La Sala de lo Civil y Penal del Tribunal Superior de Justicia de la Comunitat Valenciana (TSJCV) ha ratificado la pena de 4 años de prisión impuesta a un hombre por intentar acabar con la vida de otro en la localidad de Nules (Castellón).
Con esta resolución, el TSJCV rechaza el recurso de apelación presentado contra la sentencia de la Sección Primera de la Audiencia Provincial de Castellón, que declaró al acusado responsable de un delito de homicidio en grado de tentativa y le condenó a indemnizar a la víctima con 26.000 euros por las lesiones sufridas y con 10.000 euros adicionales por el daño moral ocasionado.
Según los hechos que la sentencia considera probados, el procesado y la víctima pactaron el traspaso de un negocio, por el que el primero abonó 17.900 euros. No obstante, pocos días después, el acusado quiso dejar sin efecto la operación alegando que había sido engañado, que el establecimiento carecía de clientela, y reclamó hasta en cuatro ocasiones, incluso recurriendo a intermediarios, la devolución íntegra del dinero.
El 3 de febrero de 2024, el acusado se presentó en el comercio de telefonía propiedad de la víctima, situado en Nules (Castellón), y comenzó a exigirle la devolución del importe, advirtiéndole que le mataría, que llevaba una pistola y que le iba a disparar. A continuación, sacó de una bolsa un cuchillo de grandes dimensiones y un hacha, y empuñó ambas armas, una en cada mano, dirigiéndolas hacia el otro hombre y, con intención de quitarle la vida, le asestó un golpe con el hacha en la pierna izquierda y, después, en el brazo izquierdo, sin llegar a producirle lesión y sin que la víctima tuviera capacidad de reacción.
Seguidamente, el procesado orientó el hacha hacia la cabeza de la víctima mientras le decía “te voy a matar”, aunque no consiguió su objetivo porque el otro hombre se incorporó y alzó la mano para protegerse y esquivar el impacto, si bien el arma le alcanzó y le golpeó en la mano izquierda.
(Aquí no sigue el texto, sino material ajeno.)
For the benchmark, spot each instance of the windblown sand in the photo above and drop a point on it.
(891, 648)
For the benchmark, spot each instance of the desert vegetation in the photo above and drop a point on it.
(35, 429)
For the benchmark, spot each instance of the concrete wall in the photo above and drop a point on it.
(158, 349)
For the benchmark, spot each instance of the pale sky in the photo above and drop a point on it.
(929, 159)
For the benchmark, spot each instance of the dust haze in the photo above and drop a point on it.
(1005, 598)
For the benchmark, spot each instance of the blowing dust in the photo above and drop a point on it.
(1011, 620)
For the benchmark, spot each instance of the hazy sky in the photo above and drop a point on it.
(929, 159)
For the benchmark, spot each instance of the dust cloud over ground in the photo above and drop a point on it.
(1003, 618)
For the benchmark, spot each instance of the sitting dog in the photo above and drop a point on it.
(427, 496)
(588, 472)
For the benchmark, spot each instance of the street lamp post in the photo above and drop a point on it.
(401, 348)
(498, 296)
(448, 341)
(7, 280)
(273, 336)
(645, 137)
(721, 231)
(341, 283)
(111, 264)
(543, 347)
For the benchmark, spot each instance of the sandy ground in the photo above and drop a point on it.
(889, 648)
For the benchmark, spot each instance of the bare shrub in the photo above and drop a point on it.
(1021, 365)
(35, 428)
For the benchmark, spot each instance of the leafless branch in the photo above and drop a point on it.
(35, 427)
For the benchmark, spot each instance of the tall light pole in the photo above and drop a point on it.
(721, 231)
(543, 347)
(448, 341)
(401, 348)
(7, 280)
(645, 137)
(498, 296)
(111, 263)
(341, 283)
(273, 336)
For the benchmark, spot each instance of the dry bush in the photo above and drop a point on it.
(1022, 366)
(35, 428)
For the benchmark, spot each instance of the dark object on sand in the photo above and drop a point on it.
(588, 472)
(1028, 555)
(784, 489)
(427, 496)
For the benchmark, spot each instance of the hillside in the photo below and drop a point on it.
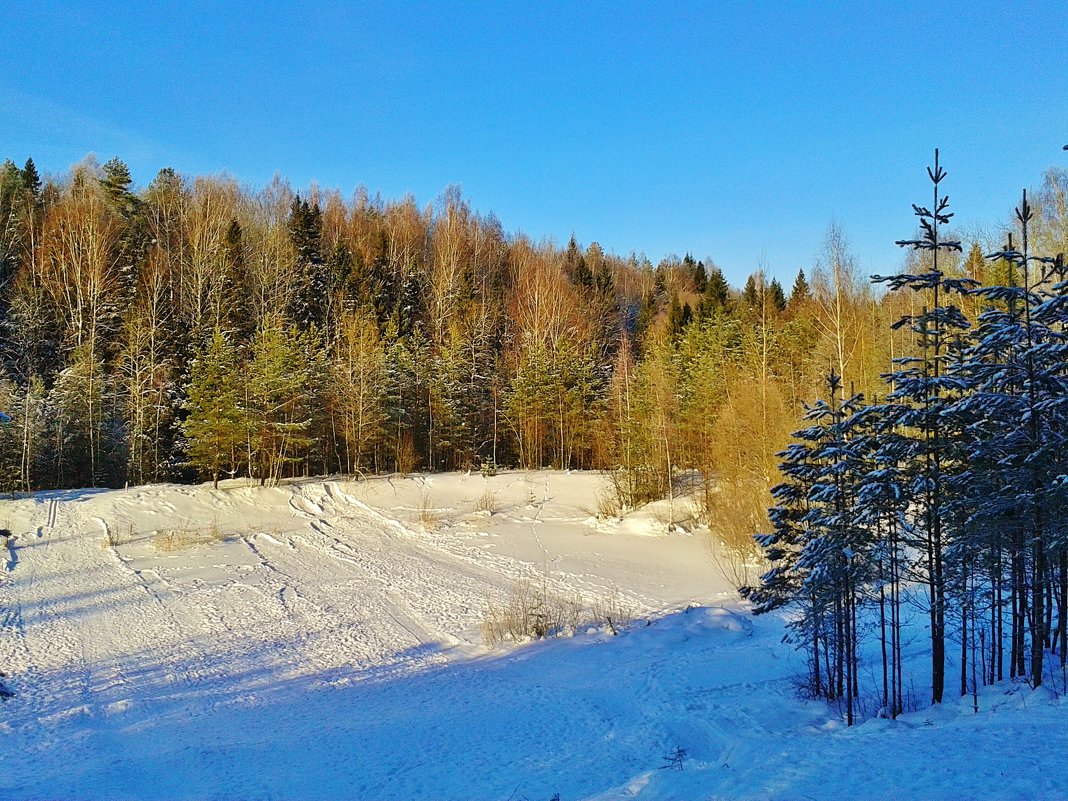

La víctima se dirigió entonces hacia la puerta con la intención de escapar, pero fue alcanzada por el agresor, que le propinó un golpe en la espalda con una de las armas. Finalmente, logró huir del establecimiento y, como consecuencia de la agresión, sufrió diversas lesiones y tuvo que ser operada de urgencia por las heridas que presentaba en la mano izquierda.
El informe del médico forense, de fecha 7 de febrero, determinó que las lesiones eran compatibles con un mecanismo de producción de tipo inciso-contuso (contundente), que las heridas en la mano izquierda correspondían a maniobras defensivas y que, dada la potencia del arma y la violencia de los golpes, si la víctima no se hubiera protegido con la mano y el hacha hubiera alcanzado la cabeza, habría impactado en un centro vital.